The 12 Burning Wheels is a slight collection of flash fiction tales from Cesar Torres, and published by M-Brane Press.  Up front, since the book is from our own publisher, if I didn't think it were a worthwhile read, I would not find it an appropriate subject for review.  It's boring and not very useful to only get cheer-leading from a review source, so hopefully you will find ours a fair assessment.
These burning wheels began as a challenge, an experiment, to write twelve stories in as many days.  I'm skeptical when writers reveal they do not plot their stories, which is the case for many of Cesar's tales here.  In his ending comments (I'll not spoil anything) Cesar also notes that 'conflict is the driver of a good narrative'.  Rising and/or foreshadowed conflict is the heart of successful narrative and it is usually born from the successful orchestration of characters.  Weird fiction sometimes sacrifices the god of characterization in the interest of a conceptual trope.  This is common in big science fiction novels and in short-shorts, an odd circumstance.  In the big science fiction novel of ideas, we suffer the cardboard characters so as to experience a cosmic vista or sense of awe.  In short-shorts, we often simple do not have time to get to know the people that populate the tale.

The Broken Chest opens the collection, a tale that covers a death, a lifetime and the start of another, so that the 'tell-y' nature of the narrative is initially off-putting.  Cesar writes in a clean, unadorned manner, even as he describes a world unlike our own:

On Iphigenia’s eighth birthday, the Sphinxe presented her with a smoky blue glass leaf, light as, flexible and fragile, but transparent as river water. “Where does it come from?” she asked, rubbing her left eye, as she did when presented with objects that piqued her interest. Using a mechanical pencil, the Sphinxe drew for her a sketch of a delicate-looking plant in a jungle clearing. “It’s a leaf from the Broken Chest plant,” he said. “I made this plant for you.”
It is the difficulty of flash fiction, to transcend the act of telling.  An author either dictates to the reader a series of events, or his prose morphs into a new mode of illustrative economy.  It is passages such as the above that compel the reader on, that assures us revelations to come.  The story completes itself, proving satisfyingly cyclic and as human in its empathies as it is weird.

Several fun and dark weird tales flesh out the collection, stories that while still full of a wonderful oddness cover a story arc that readers of traditional horror or fantasy will find familiar.  The Scryer, Victoria, Tincture DRK-01 are examples of such tales.  In contrast to these are non-genre tales reverberating with a vitality that makes them some of the most compelling in the collection, such as Mantis Love, and Madre Catrina.

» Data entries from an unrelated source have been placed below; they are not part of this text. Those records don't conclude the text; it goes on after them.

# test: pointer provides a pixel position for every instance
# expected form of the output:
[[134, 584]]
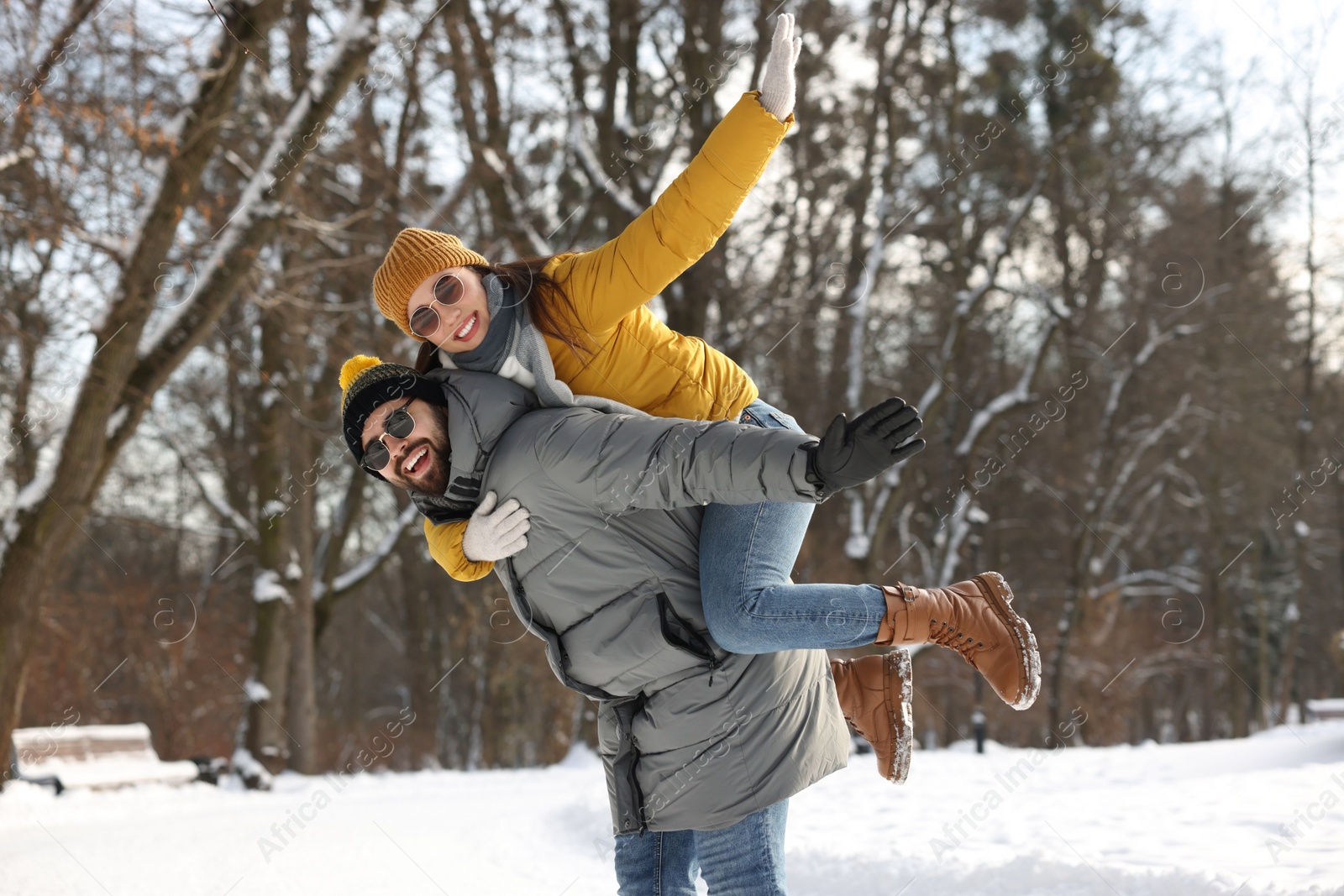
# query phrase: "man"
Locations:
[[702, 747]]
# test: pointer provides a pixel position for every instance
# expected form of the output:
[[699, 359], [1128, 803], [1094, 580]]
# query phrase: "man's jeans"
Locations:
[[745, 859], [746, 557]]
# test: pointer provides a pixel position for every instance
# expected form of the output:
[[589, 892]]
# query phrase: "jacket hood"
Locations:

A Conversation with the Elephant falls somewhere between these modes of weird tale and literary fiction and perhaps beats Honey at using Torres' love of music toward the end of creating a compelling narrative.  Machina is an interesting and funny idea, but my least favorite of the bunch, not because it is not well-written or interesting, but because it isn't a story.

Lemonade: An Electric Opera in Six Parts is the weirdo at the freak show.  I'm still not sure what to make of it, though I suspect it is a either more of an outline of a longer work that I would love to read, or the first puzzle piece of a rococo narrative that will emerge through additional stories.

My favorites of the collection are We Merge and Dig Your Own Hole.  Two of the briefest tales of the collection, I can't even talk about We Merge without spoiling it.  Suffice it to say that I want to know more about Dax and this couple fleeing from him and I am on board, specifically, for any future installments of this narrative.  Dig Your Own Hole is disturbing in all the right ways and illustrates that compelling characters are possible even in the short form.

The 12 Burning Wheels is a short, easy read, with surprising depth.  I've taken some time to think over these stories before writing the review, and they have grown in me.  I suggest that this is not a collection to sit down in the easy chair and read through, post haste.  Better, read one story a day right before bedtime, or with your morning coffee.  Give the stories time to germinate.  Some of the tales are experimental --some are not really stories-- and either the reader will enjoy those entries or not.  The writing is clean, capable, and imaginative throughout, and compellingly readable.  

Recommended.  Bonus Points for realistic & compassionate GBLTQ content, whales, multi-colored skies, and giant spiders.